Diagnose Early, Stop Progression, Rehabilitate Vision

The new mantra of keratoconic care is: Diagnose early, Stop progression, Rehabilitate vision. Currently, in the stop progression category, there is only 1 FDA approved treatment to stop progression of keratoconus, corneal crosslinking (CXL). News of a potential new treatment would offer another option to stop progression.

In September 2017, a press release regarding the award of an SBIR grant to investigate a topical treatment for keratoconus hit the internet. “iVeena is pleased to receive a total of $450K in Federal Government grants to advance its portfolio programs,” said Gerald Simmons, CEO. “$225K is an NIH grant for its Keratoconus Orphan Drug Candidate. IVMED-80 is the first eye-drop, non-surgical, non-laser treatment for medical crosslinking of the cornea.”

Since the press release, many patients with Keratoconus and many doctors want a better understanding of the treatment and the timeline for its availability. To better understand the treatment, it’s important to understand the SBIR program.

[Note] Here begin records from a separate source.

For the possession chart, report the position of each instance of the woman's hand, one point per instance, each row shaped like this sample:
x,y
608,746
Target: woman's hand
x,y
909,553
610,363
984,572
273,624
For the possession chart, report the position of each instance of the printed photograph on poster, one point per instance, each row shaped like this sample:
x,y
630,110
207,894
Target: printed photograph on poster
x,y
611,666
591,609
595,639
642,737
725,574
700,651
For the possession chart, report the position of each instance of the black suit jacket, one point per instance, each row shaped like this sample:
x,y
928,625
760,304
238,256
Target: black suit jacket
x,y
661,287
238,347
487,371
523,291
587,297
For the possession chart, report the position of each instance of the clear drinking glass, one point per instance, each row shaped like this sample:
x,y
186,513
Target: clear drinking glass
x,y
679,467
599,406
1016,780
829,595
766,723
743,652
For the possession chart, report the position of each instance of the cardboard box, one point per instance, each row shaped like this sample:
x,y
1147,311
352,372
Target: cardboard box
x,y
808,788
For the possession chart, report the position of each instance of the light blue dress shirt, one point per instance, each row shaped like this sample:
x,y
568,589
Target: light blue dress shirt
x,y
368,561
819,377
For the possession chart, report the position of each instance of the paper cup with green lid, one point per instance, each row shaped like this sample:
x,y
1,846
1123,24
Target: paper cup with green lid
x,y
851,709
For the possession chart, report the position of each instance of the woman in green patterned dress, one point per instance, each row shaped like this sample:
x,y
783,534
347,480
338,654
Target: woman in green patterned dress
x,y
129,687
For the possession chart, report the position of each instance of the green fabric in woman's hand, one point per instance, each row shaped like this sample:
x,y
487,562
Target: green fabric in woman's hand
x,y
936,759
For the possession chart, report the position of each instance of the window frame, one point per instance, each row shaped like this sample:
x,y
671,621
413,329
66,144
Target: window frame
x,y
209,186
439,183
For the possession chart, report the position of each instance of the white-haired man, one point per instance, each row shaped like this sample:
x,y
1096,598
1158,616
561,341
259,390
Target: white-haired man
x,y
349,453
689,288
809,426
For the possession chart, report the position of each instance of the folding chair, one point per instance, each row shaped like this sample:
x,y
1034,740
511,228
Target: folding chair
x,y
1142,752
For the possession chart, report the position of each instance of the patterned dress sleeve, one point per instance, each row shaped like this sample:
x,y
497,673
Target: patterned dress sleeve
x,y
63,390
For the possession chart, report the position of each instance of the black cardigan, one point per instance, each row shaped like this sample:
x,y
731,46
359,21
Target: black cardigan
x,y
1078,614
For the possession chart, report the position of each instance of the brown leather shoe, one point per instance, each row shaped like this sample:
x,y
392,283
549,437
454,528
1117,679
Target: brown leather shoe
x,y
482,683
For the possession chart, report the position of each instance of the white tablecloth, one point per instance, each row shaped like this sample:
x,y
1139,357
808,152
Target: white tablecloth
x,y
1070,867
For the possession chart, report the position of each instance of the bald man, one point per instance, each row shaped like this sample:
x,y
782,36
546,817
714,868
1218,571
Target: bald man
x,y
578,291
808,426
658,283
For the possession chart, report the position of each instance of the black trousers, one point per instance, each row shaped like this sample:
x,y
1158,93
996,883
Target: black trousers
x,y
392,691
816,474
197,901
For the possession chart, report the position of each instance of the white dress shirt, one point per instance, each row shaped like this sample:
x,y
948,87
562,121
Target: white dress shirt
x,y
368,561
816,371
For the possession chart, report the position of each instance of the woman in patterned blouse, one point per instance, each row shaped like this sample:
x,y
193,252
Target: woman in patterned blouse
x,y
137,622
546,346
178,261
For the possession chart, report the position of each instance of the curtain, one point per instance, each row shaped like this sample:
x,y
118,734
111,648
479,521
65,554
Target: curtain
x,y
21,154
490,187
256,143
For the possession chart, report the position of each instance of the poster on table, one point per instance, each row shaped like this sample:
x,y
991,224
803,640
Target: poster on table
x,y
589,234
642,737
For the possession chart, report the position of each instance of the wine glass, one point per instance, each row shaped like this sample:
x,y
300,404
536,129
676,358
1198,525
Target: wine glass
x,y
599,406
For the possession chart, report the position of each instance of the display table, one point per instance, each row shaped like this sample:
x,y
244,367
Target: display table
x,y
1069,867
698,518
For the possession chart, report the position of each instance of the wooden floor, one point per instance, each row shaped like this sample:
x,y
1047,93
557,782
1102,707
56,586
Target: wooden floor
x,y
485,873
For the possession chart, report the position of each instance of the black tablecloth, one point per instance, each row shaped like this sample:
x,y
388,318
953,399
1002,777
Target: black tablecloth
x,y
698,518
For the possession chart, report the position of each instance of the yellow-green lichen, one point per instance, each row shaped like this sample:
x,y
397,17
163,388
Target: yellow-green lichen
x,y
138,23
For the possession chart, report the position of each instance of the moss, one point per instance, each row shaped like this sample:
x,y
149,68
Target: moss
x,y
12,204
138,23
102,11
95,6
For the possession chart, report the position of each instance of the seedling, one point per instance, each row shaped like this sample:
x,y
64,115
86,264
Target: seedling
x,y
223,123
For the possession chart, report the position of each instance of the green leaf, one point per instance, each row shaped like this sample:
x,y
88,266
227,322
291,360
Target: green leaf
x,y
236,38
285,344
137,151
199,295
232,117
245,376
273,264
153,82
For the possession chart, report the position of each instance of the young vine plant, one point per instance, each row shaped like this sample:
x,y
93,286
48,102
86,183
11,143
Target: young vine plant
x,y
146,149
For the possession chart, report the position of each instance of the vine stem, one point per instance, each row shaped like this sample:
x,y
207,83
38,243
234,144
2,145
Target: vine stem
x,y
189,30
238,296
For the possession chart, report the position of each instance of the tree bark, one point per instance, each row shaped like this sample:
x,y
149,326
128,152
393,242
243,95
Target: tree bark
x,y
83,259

The Small Business Innovation Research (SBIR) program, also known as America’s Seed Fund, is run by the National Institutes of Health. The SBIR program’s purpose is to provide early-stage funding to small businesses that have the potential to commercialize biotech innovations in the United States. To qualify, the business must be US owned and operated, participate in federal research and development, and develop life-saving technologies while creating jobs. The SBIR program is highly competitive and being awarded a grant is no easy feat.

However, being awarded an SBIR grant doesn’t mean that IVMED-80 had undergone and completed the regulatory pathway. It simply meant that iVeena was granted funds by the NIH to pursue research on IVMED-80… but what is IVMED-80? To understand the proposed IVMED-80 treatment, one needs to understand the relationship between keratoconus and LOX (Lysyl Oxidase).

Several papers over the past few years have reviewed genetics and biochemical components associated with Keratoconus. One of the many genes and biochemical enzymes of interest was Lysyl Oxidase (LOX). Two specific papers stand out on the topic: Bykhovskaya et al “Variation in the Lysyl Oxidase (LOX) Gene Is Associated with Keratoconus in Family-Based and Case-Control Studies” and Shetty et al “Attenuation of lysyl oxidase and collagen gene expression in keratoconus patient corneal epithelium corresponds to disease severity.” The conclusion of both is that underexpression of LOX, both genetically and biochemically, may lead to fewer crosslinks in the corneal stroma and thus may be a factor in keratoconus.

The proposed mechanism of action is that the topically delivered IVMED-80 is based on a cofactor for LOX activity and would upregulate expression of LOX, increasing crosslinks and thus stiffen the cornea. The SBIR grant will aid iVeena in the early laboratory investigation, to first prove in-vivo safety and tolerability in rabbits, then show effect in the form of increased crosslinks and biomechanical strengthening in rabbit corneas, and then test effect on ex-vivo human corneas.

Where is IVMED-80 currently? They have completed early in vivo animal studies and ex vivo human cornea studies. IVMED-80 showed effect by week 6 as seen on topography and OCT, they found an increase in biomechanical strength and corneal flattening in the animal model. In the ex-vivo model, the keratoconic human cornea was tested for increased LOX activity in stromal fibroblasts and biomechanical strength. This data will be presented at ARVO this year.  It is a promising start as iVeena looks to enter phase 1 trials this year. The big question remains whether IVMED-80 will be an ongoing medication or be used for a period of time and then discontinued with permanent lasting effect. Will it be used in conjunction with CXL? As a supplement? 

It brings to light several interesting areas for research and development for possible future treatments of keratoconus. Such as biochemical intervention for prevention and stabilization as well as genetic-based testing for early detection. LOX is just one of many potential factors in keratoconus. As practitioners, we need to keep abreast of research and development and possible innovations to benefit our patients.  It is important still to keep in mind that the only current treatment for progressive keratoconus is CXL and we need to utilize it.